ヨーサン

悪は存在しないのヨーサンのレビュー・感想・評価

悪は存在しない(2023年製作の映画)
4.8
「水は川上から川下へ流れる。川上でやったことは全て川下に影響を与える」

このことが、この物語内だけでなく、家族や自治体、社会、人間関係、国、政治、至る所で起きているのだろう。

このことは、住民と会社との説明会、コンサルタントと会社のズーム会議、上司と部下の会話、タクミとハナの家族間、人間関係、あらゆるシーンで描かれる。

説明会での、「都会の人たちはここにストレスを投げ捨てに来る!」この言葉にはハッとさせられるものがあった。

また、対話についても描かれている。
住民と会社の説明会では、会話がまともにされず、ただの言葉の投げ合いであった。
しかし、その後の上司はタクミ、ひいては村に寄り添おうとしていた。
薪割りに参加するシーン、うどん屋さんでのシーンで顕著に現れていた。このような対話が、本当はなされるべきであろう。
また、この作品は人と自然との対話というのもあるかもしれない。
ハナと鹿がじっと、お互いを見つめ合うシーン、ラストのハナが鹿に歩みも寄ろうとするシーン。グランピングでの自然との調和然り。

この作品、序盤はやるせないシーンが多く見ていて辛いものがあったが、途中ドライブシーンでのくだりなど笑えるシーンもあり、作品により惹き込まれた。

ラストシーンでは、鹿の習性についての話が関係してくる。鹿は普段は臆病で人を見れば逃げるのだが、怪我をしている時は違う。
逃げれないのならと戦う態勢に入る。
ラストはまさにその時だった。鹿は子を守るために、タクミはハナを守るための行動だったのだろう。
しかし、何故タクミがタカハシを動かなくなるまで首を絞める必要があったのか。考察の余地が残る。

タクミは、単純に動かなくするのが目的だったのかも。
何か思うところがあっていっそ殺してしまおうと魔が差したのか。
その時その時で普段とは違った行動をしてしまう時があるがその1つなのかもしれない。
タクミは自分の感情を見せないキャラクターなので、答えを見つけるのは難しい。
とても緊張感のある、ハラハラする良いラストシーンだった。
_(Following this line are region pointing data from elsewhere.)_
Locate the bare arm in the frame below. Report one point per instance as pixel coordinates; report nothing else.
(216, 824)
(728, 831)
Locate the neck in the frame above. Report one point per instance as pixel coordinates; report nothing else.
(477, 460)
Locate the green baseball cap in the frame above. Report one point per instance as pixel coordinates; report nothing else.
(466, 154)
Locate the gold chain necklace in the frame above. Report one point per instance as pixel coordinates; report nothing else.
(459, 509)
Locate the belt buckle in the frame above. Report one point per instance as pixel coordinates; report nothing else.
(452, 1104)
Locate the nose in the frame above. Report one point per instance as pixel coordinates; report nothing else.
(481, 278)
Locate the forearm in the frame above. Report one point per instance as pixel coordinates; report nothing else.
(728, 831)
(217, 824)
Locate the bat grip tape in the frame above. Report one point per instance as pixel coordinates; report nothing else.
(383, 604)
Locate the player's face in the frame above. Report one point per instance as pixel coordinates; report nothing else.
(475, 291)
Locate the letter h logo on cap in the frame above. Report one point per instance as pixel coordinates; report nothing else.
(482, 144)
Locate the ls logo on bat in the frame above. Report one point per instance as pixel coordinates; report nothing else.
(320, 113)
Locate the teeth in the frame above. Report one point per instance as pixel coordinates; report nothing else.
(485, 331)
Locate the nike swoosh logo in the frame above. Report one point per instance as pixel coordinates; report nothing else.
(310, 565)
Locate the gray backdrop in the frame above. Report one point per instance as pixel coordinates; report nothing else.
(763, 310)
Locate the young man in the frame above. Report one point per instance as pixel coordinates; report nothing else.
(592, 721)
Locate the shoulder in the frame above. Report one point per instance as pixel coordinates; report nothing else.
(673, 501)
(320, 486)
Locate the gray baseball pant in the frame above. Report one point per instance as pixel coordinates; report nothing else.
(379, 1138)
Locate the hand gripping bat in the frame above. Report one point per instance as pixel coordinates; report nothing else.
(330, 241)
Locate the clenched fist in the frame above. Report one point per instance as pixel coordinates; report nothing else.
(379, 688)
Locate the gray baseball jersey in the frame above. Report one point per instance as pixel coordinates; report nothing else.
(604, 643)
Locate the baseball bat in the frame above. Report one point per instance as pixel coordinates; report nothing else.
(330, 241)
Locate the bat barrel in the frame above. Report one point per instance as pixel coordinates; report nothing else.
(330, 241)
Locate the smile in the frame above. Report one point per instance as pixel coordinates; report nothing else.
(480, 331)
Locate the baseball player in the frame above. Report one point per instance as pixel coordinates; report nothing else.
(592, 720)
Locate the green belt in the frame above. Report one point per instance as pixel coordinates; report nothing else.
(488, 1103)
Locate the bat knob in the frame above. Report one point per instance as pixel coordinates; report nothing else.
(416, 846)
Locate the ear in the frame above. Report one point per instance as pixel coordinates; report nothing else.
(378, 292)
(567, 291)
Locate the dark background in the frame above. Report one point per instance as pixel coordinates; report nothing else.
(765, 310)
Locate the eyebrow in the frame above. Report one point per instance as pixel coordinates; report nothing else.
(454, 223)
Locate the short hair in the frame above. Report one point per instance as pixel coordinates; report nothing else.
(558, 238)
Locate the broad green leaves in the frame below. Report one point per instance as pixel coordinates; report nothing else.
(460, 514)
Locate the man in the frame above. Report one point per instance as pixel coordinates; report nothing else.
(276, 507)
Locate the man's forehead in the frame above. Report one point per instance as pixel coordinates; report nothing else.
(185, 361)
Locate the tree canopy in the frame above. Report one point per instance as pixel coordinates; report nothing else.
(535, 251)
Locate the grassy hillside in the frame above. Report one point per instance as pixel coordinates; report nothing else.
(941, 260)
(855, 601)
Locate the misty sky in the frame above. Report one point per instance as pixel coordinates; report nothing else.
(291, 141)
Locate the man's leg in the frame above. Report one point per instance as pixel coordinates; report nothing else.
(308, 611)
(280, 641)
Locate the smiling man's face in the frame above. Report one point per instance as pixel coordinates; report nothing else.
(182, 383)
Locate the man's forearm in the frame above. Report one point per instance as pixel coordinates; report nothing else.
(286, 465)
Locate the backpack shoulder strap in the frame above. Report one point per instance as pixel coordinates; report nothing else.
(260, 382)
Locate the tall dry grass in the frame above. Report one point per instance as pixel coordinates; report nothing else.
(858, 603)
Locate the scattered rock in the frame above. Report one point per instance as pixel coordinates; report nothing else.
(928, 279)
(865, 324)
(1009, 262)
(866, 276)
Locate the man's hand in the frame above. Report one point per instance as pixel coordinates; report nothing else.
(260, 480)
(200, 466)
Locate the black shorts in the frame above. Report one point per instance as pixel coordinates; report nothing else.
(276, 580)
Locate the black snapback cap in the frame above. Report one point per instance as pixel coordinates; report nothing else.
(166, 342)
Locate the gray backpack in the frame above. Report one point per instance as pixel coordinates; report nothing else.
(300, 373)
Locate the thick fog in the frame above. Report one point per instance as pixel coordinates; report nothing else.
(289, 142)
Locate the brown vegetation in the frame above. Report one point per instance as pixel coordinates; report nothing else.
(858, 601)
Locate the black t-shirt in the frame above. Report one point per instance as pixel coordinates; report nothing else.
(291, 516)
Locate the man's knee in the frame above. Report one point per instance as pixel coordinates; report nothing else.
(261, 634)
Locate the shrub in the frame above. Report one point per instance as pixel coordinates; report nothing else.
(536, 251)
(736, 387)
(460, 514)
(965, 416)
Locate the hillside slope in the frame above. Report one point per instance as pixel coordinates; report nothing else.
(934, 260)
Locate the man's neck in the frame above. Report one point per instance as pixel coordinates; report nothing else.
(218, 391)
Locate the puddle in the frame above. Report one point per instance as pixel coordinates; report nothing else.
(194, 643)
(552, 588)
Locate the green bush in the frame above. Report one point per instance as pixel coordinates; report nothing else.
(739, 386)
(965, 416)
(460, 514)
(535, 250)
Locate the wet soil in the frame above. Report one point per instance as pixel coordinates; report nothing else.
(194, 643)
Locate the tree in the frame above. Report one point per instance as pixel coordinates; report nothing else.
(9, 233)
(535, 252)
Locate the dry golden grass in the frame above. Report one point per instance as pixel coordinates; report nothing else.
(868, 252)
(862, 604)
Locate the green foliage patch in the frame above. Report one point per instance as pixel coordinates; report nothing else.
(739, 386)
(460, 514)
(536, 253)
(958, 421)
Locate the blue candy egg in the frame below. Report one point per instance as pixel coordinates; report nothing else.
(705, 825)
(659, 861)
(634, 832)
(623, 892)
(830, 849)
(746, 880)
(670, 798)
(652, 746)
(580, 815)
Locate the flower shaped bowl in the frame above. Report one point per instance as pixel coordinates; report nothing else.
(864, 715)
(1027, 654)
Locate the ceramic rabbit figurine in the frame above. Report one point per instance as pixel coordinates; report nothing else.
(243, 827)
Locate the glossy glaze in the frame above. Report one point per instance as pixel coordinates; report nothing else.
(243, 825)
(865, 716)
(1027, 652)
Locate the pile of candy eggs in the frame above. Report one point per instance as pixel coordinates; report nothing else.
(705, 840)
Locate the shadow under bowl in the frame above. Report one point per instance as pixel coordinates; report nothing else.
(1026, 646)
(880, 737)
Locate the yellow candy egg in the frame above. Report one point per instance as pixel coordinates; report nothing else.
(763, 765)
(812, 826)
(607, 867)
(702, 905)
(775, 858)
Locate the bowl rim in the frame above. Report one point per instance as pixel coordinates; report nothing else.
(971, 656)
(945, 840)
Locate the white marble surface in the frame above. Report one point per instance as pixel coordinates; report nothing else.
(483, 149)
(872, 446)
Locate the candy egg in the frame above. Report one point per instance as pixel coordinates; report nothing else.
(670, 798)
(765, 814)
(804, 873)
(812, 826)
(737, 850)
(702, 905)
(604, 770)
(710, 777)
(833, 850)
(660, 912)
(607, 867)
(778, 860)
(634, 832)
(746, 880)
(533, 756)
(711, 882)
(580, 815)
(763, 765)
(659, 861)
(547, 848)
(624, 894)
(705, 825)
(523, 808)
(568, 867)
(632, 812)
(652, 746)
エンドロールでは胸の鼓動が早くなっているのを感じた。

登場する人の行動それぞれに悪は存在するのかしないのか、、
する・しないのどちらかとは言えないというのが答えなのでは??

ドライブ・マイ・カーでは、村上春樹が好きなのかなと思ったが、これを見て、それもあるが、やはり濱口監督の撮る作品が好きなんだと実感した。
全く期待を裏切らない素晴らしい監督。